Term Frequency: Measures how frequently a term appears in a document.

Calculated as the ratio of the number of times a term occurs in a document to the total number of terms in that document.

Higher TF values indicate that a term appears more frequently in a particular document.

Inverse Document Frequency (IDF):

Measures how important a term is across the entire collection of documents.

Calculated as the logarithm of the ratio of the total number of documents to the number of documents containing the term.

Higher IDF values indicate that a term is less common across the document collection.

In [4]:
from sklearn.feature_extraction.text import TfidfVectorizer
# list of text documents
text = ["It was the best of times", "it was the worst of times", "it was the age of wisdom", "it was the age of foolishness"]
# create the transform
vectorizer = TfidfVectorizer()
# tokenize and build vocab
vectorizer.fit(text)
# summarize
print(sorted(vectorizer.vocabulary_))
# encode document
vector = vectorizer.transform([text[0]])


['age', 'best', 'foolishness', 'it', 'of', 'the', 'times', 'was', 'wisdom', 'worst']


In [5]:

print(vectorizer.idf_)

[1.51082562 1.91629073 1.91629073 1.         1.         1.
 1.51082562 1.         1.91629073 1.91629073]

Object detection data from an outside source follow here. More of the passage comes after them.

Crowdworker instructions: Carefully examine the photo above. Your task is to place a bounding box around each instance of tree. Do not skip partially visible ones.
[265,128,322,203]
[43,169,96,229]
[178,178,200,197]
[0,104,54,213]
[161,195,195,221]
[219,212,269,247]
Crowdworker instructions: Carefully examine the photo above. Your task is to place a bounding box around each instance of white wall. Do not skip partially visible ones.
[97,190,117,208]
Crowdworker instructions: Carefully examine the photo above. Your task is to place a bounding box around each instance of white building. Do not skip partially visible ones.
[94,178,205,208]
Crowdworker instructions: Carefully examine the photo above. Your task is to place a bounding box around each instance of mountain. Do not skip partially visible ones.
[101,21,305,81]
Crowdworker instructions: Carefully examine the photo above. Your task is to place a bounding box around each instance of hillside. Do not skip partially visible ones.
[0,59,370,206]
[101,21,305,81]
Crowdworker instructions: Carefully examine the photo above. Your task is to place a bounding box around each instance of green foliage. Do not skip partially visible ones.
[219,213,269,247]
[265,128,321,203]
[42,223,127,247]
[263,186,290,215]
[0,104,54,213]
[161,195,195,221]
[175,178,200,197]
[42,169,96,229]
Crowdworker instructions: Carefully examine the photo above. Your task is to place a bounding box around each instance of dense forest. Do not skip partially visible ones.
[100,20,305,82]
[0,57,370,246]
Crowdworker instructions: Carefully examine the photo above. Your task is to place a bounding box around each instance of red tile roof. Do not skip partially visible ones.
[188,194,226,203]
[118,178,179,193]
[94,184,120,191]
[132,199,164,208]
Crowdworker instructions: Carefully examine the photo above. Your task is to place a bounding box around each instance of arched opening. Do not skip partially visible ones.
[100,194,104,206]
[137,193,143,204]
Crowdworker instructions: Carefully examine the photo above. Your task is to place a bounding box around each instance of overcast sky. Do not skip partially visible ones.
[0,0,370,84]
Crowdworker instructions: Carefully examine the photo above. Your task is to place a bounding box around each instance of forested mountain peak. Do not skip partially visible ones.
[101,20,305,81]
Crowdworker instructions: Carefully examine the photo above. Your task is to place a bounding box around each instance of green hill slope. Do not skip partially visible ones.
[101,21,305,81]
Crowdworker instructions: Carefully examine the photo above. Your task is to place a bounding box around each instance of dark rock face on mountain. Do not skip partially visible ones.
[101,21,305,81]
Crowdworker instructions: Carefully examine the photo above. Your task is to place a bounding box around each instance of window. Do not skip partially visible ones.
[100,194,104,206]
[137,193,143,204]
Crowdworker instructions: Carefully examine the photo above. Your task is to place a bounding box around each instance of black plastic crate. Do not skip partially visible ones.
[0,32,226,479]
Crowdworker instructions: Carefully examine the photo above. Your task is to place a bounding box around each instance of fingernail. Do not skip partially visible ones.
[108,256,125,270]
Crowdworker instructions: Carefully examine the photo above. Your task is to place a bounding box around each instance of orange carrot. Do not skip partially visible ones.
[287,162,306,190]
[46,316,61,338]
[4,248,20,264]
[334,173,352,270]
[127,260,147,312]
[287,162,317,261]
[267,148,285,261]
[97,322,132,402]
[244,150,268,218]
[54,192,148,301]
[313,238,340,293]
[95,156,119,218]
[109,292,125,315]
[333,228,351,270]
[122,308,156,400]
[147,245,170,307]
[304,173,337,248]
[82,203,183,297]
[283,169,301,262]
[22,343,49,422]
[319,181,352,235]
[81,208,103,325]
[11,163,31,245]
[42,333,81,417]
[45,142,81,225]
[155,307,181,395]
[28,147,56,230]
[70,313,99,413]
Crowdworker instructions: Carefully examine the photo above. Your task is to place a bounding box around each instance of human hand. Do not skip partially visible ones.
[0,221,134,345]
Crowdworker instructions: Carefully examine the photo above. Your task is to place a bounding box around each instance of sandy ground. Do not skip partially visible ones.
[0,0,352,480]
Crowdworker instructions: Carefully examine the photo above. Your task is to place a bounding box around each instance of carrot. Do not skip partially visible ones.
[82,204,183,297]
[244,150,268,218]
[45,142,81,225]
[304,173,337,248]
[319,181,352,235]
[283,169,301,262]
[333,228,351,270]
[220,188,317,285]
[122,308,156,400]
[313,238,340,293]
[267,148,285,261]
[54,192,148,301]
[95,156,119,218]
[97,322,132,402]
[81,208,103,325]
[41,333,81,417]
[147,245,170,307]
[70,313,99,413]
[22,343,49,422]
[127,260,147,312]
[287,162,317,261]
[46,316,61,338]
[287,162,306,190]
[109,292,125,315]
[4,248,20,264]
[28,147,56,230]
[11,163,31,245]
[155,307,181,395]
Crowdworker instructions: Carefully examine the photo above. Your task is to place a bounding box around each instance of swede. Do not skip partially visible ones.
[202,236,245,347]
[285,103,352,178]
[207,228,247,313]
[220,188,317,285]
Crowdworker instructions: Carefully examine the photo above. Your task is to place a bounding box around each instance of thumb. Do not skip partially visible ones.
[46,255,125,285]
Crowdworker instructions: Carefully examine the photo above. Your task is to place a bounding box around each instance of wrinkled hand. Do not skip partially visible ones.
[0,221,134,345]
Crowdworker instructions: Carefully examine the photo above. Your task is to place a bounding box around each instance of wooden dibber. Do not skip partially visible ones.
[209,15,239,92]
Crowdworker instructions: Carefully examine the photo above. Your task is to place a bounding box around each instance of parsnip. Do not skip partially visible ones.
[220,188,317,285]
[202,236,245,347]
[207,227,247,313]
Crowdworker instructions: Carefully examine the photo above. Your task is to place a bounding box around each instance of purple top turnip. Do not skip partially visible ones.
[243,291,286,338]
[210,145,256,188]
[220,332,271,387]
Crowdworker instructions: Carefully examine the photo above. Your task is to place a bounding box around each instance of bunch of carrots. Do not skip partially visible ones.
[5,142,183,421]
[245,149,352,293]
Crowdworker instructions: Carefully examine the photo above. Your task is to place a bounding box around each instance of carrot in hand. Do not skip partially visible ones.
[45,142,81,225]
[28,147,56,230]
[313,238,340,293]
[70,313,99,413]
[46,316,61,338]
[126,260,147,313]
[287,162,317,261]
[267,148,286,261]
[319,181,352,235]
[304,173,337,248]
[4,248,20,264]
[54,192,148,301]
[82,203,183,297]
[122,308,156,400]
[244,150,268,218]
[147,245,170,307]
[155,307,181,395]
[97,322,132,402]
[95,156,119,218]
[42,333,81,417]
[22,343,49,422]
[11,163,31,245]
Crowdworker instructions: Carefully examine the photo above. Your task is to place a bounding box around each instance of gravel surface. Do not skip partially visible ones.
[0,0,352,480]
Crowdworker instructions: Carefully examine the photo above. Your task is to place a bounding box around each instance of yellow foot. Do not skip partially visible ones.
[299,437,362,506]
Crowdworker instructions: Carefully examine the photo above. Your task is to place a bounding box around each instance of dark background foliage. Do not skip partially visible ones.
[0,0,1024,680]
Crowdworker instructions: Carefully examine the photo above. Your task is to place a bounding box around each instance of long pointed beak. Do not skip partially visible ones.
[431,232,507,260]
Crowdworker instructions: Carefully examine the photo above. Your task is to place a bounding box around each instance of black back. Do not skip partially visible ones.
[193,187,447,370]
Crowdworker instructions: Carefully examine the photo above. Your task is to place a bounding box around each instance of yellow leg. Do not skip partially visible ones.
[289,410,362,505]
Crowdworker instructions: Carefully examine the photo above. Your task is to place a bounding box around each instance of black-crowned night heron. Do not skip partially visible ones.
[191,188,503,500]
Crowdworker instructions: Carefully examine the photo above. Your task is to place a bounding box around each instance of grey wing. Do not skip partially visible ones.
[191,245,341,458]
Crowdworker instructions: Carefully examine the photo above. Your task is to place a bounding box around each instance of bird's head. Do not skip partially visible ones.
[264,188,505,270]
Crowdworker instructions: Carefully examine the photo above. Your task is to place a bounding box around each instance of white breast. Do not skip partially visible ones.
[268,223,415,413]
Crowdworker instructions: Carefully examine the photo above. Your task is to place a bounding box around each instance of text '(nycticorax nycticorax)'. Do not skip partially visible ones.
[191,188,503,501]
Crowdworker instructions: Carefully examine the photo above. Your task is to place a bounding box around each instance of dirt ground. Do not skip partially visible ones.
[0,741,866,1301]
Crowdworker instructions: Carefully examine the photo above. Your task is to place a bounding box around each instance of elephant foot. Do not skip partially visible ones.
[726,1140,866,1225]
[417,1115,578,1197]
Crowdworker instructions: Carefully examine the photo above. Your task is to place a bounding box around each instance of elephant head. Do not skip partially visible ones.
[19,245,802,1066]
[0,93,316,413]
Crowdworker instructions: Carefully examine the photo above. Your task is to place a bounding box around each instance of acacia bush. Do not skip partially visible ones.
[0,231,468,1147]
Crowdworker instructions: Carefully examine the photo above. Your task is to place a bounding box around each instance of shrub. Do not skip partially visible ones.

A vocabulary of 10 words is learned from the documents and each word is assigned a unique integer index in the output vector. The inverse document frequencies are calculated for each word in the vocabulary, assigning the lowest score of 1.0 to the most frequently observed words: "it", "of", "the" , "was".

In [6]:
# summarize encoded vector
print(vector.shape)
print(vector.toarray())                                                                                                                                                                                                                                                                                                                                                     

(1, 10)
[[0.         0.60735961 0.         0.31694544 0.31694544 0.31694544
  0.4788493  0.31694544 0.         0.        ]]


The scores are normalized to values between 0 and 1 and the encoded document vectors can then be used directly with most machine learning algorithms.